DeViL: Breaking the Efficiency Bottleneck of Spatiotemporal Localization in Video Large Models via Detector Empowerment

DeViL proposes an innovative "Detector Empowerment" architecture, offloading dense spatial localization tasks from multimodal large language models (MLLMs) to fully parallelizable detectors. It achieves real-time performance of 14.33 FPS and an m_vIoU accuracy of 43.1% while maintaining strong reasoning capabilities.

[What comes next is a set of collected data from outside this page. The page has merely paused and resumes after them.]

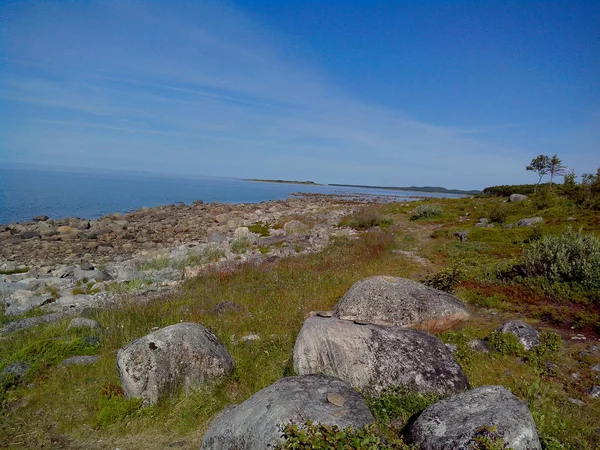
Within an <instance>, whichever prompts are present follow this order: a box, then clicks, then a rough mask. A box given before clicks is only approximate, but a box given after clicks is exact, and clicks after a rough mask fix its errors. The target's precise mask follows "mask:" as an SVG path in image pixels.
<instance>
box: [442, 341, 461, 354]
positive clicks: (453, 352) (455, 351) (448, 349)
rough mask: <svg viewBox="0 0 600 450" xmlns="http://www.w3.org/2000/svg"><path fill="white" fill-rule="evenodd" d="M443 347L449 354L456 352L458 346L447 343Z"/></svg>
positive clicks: (457, 347)
mask: <svg viewBox="0 0 600 450" xmlns="http://www.w3.org/2000/svg"><path fill="white" fill-rule="evenodd" d="M444 345H445V346H446V348H447V349H448V350H450V353H456V352H457V351H458V345H456V344H452V343H450V342H449V343H446V344H444Z"/></svg>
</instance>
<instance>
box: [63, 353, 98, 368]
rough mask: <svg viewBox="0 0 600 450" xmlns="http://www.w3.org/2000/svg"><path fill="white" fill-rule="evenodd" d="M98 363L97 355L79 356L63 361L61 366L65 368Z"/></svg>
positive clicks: (66, 359)
mask: <svg viewBox="0 0 600 450" xmlns="http://www.w3.org/2000/svg"><path fill="white" fill-rule="evenodd" d="M98 361H100V357H99V356H97V355H91V356H90V355H81V356H71V357H70V358H67V359H65V360H63V362H62V363H63V365H65V366H87V365H89V364H94V363H97V362H98Z"/></svg>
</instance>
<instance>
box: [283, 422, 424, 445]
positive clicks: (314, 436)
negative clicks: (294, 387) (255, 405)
mask: <svg viewBox="0 0 600 450" xmlns="http://www.w3.org/2000/svg"><path fill="white" fill-rule="evenodd" d="M282 432H283V438H284V439H285V442H284V443H283V444H280V445H278V446H277V447H275V448H276V450H292V449H294V450H301V449H306V450H312V449H314V450H320V449H323V450H324V449H344V450H354V449H356V450H359V449H360V450H379V449H381V450H416V447H414V446H412V445H407V444H405V443H404V441H402V440H401V439H390V440H384V439H383V438H382V436H381V433H380V431H379V430H378V428H377V427H376V426H375V425H366V426H364V427H362V428H358V429H353V428H346V429H343V430H341V429H339V428H338V427H337V426H336V425H323V424H313V423H312V422H311V421H307V422H306V424H304V425H303V426H298V425H296V424H288V425H286V426H285V427H284V428H283V430H282Z"/></svg>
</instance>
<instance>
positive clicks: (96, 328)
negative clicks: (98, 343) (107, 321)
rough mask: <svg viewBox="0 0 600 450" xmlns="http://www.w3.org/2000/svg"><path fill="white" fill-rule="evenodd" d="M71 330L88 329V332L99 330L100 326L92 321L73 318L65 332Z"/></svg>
mask: <svg viewBox="0 0 600 450" xmlns="http://www.w3.org/2000/svg"><path fill="white" fill-rule="evenodd" d="M71 328H89V329H90V330H101V329H102V326H101V325H100V324H99V323H98V322H97V321H95V320H94V319H87V318H85V317H75V318H74V319H71V321H70V322H69V326H68V327H67V330H69V329H71Z"/></svg>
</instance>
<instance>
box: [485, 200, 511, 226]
mask: <svg viewBox="0 0 600 450" xmlns="http://www.w3.org/2000/svg"><path fill="white" fill-rule="evenodd" d="M508 213H509V208H508V206H507V205H505V204H504V203H500V204H496V205H494V206H492V207H491V208H490V210H489V212H488V214H487V216H488V219H489V220H490V222H492V223H506V218H507V217H508Z"/></svg>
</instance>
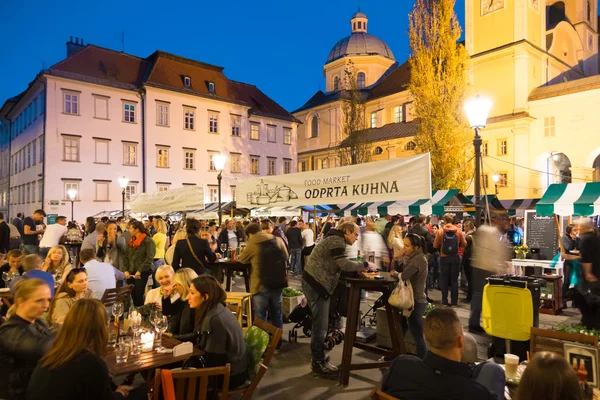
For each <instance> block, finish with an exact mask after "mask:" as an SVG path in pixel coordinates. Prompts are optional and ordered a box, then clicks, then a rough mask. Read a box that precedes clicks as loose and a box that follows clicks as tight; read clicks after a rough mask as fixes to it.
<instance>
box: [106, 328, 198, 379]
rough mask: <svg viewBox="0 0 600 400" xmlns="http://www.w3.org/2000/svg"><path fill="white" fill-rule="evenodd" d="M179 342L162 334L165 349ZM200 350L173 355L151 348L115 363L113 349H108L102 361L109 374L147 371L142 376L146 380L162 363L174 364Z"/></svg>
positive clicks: (196, 352) (184, 360)
mask: <svg viewBox="0 0 600 400" xmlns="http://www.w3.org/2000/svg"><path fill="white" fill-rule="evenodd" d="M180 343H181V342H180V341H179V340H177V339H173V338H172V337H169V336H166V335H163V338H162V345H163V346H164V347H166V348H167V349H172V348H173V347H175V346H177V345H178V344H180ZM202 354H203V353H202V351H200V350H198V349H196V348H195V347H194V352H193V353H192V354H186V355H184V356H179V357H174V356H173V353H158V352H157V351H156V350H153V351H151V352H148V353H142V354H140V355H137V356H132V355H129V357H128V359H127V362H126V363H121V364H117V360H116V357H115V350H114V349H109V351H108V353H107V354H106V356H104V361H105V362H106V365H107V366H108V372H109V373H110V374H111V376H119V375H130V374H136V373H138V372H140V373H144V372H148V373H147V374H142V375H146V376H144V378H146V379H147V380H148V378H150V379H151V378H152V377H153V376H154V370H155V369H156V368H159V367H162V366H164V365H169V364H174V363H178V362H183V361H185V360H186V359H187V358H188V357H190V356H191V355H202Z"/></svg>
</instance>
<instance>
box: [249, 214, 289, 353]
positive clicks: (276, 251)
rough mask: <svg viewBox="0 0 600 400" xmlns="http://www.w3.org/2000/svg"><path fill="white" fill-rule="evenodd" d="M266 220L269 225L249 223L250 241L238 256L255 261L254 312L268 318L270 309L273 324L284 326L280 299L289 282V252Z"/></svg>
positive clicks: (253, 308) (250, 292)
mask: <svg viewBox="0 0 600 400" xmlns="http://www.w3.org/2000/svg"><path fill="white" fill-rule="evenodd" d="M269 222H270V221H269ZM263 224H265V225H266V228H267V229H264V228H263V229H261V226H259V225H258V224H254V223H253V224H249V225H248V226H247V227H246V236H247V237H248V244H247V246H246V248H245V249H244V251H242V252H241V254H240V255H239V258H238V260H239V262H241V263H243V264H251V265H252V273H251V276H250V293H251V294H252V309H253V311H254V313H255V315H256V316H257V317H258V318H260V319H262V320H263V321H266V320H267V312H268V314H269V317H270V318H271V323H272V324H273V326H275V327H277V328H283V318H282V316H281V302H282V300H283V299H282V293H283V289H284V288H286V287H287V286H288V281H287V271H286V267H287V265H286V263H287V259H288V253H287V249H286V247H285V244H284V243H283V241H282V240H281V239H280V238H278V237H275V236H273V235H272V234H270V233H268V230H269V228H270V226H269V224H268V223H265V222H263ZM280 343H281V342H280Z"/></svg>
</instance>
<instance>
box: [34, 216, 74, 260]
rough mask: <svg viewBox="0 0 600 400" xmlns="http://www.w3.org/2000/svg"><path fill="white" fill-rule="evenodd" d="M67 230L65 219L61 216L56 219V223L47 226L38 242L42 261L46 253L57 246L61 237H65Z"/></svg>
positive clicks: (47, 253)
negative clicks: (41, 238) (63, 236)
mask: <svg viewBox="0 0 600 400" xmlns="http://www.w3.org/2000/svg"><path fill="white" fill-rule="evenodd" d="M67 232H68V229H67V217H65V216H63V215H61V216H59V217H57V218H56V223H55V224H52V225H48V226H47V227H46V231H45V232H44V236H42V240H40V257H42V260H45V259H46V256H47V255H48V252H49V251H50V249H51V248H52V247H54V246H58V244H59V243H60V240H61V239H62V238H63V236H66V235H67Z"/></svg>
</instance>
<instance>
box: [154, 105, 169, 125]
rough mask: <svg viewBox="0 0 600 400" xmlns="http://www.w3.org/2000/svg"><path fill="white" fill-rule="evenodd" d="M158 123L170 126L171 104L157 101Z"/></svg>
mask: <svg viewBox="0 0 600 400" xmlns="http://www.w3.org/2000/svg"><path fill="white" fill-rule="evenodd" d="M156 125H158V126H169V104H167V103H161V102H158V101H157V102H156Z"/></svg>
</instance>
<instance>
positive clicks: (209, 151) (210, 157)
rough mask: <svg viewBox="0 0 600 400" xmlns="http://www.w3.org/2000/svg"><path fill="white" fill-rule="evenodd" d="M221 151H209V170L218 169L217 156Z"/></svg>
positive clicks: (214, 170)
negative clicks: (215, 163)
mask: <svg viewBox="0 0 600 400" xmlns="http://www.w3.org/2000/svg"><path fill="white" fill-rule="evenodd" d="M218 154H219V153H218V152H216V151H209V152H208V170H209V171H216V170H217V168H216V167H215V156H216V155H218Z"/></svg>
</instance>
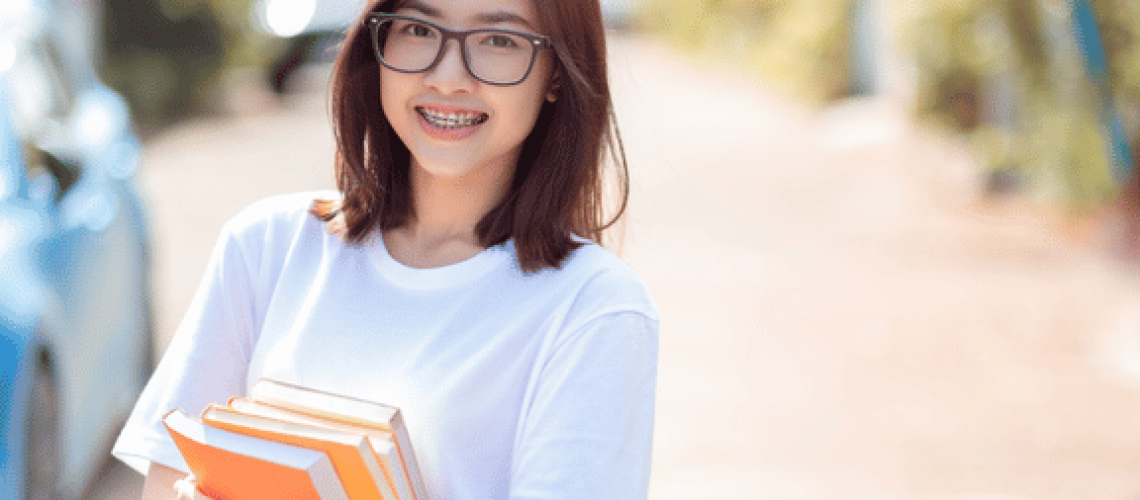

视频大模型时空定位目标检测多模态MLLMSTVG高效推理
Published 2026-05-11 18:02Recent activity 2026-05-11 18:20Estimated read 5 min
DeViL: Breaking the Efficiency Bottleneck of Spatiotemporal Localization in Video Large Models via Detector Empowerment
1

Section 01

[Introduction] DeViL: Breaking the Efficiency Bottleneck of Spatiotemporal Localization in Video Large Models via Detector Empowerment

DeViL proposes an innovative "Detector Empowerment" architecture, offloading dense spatial localization tasks from multimodal large language models (MLLMs) to fully parallelizable detectors. It achieves real-time performance of 14.33 FPS and an m_vIoU accuracy of 43.1% while maintaining strong reasoning capabilities, effectively addressing the efficiency bottleneck of spatiotemporal localization in video large models.

2

Section 02

Project Background and Challenges

Multimodal large language models (MLLMs) are expanding to fine-grained spatiotemporal video grounding (STVG), but existing methods face efficiency bottlenecks:

  1. Direct grounding paradigm: Decoding cost grows linearly with the query time span;
  2. Candidate selection paradigm: Relies on high-cost candidate construction processes. Both limit practical deployment feasibility.
3

Section 03

Core Innovative Methods of DeViL

The core idea of DeViL is to offload spatial localization tasks to parallelizable detectors, including two major innovations:

  1. Reference Semantic Token Distillation: Distill queries into detector-compatible tokens to replace text embeddings, completing spatial localization in a single forward pass and avoiding recursive decoding overhead;
  2. Temporal Consistency Regularization: Match objects across frames, enforce temporal coherence, and ensure stable and continuous localization results for the same target.
4

Section 04

Technical Implementation Details

DeViL is built based on VideoLLaMA3 and GroundingDINO:

  • VideoLLaMA3 provides strong video understanding capabilities;
  • GroundingDINO provides efficient and accurate object detection capabilities. Its modular design allows flexible integration into different MLLM architectures, offering new possibilities for video understanding research and applications.
5

Section 05

Performance and Experimental Results

In the HC-STVG benchmark test, DeViL achieved remarkable results:

  • Accuracy: 43.1% m_vIoU;
  • Efficiency: 14.33 FPS. The results show that DeViL avoids long coordinate decoding and heavy candidate pipelines while maintaining the general reasoning capabilities of MLLMs, achieving breakthroughs in both performance and efficiency.
6

Section 06

Application Scenarios and Significance

DeViL's efficient spatiotemporal localization capabilities empower multiple scenarios:

  • Intelligent surveillance: Real-time localization and analysis of specific events/objects;
  • Autonomous driving: Fast identification and tracking of key road targets;
  • Video content analysis: Providing precise spatiotemporal information for retrieval and summarization;
  • Human-computer interaction: Supporting video content query and localization via natural language descriptions.
7

Section 07

Summary and Outlook

DeViL addresses the efficiency bottleneck of spatiotemporal localization in video large models through the "Detector Empowerment" architecture. Its idea of "offloading specific tasks to lightweight modules" provides a reference for the efficient expansion of MLLMs. As video content grows, solutions that balance accuracy and efficiency become increasingly important, and the open-source nature of this project also provides a valuable reference implementation for the community.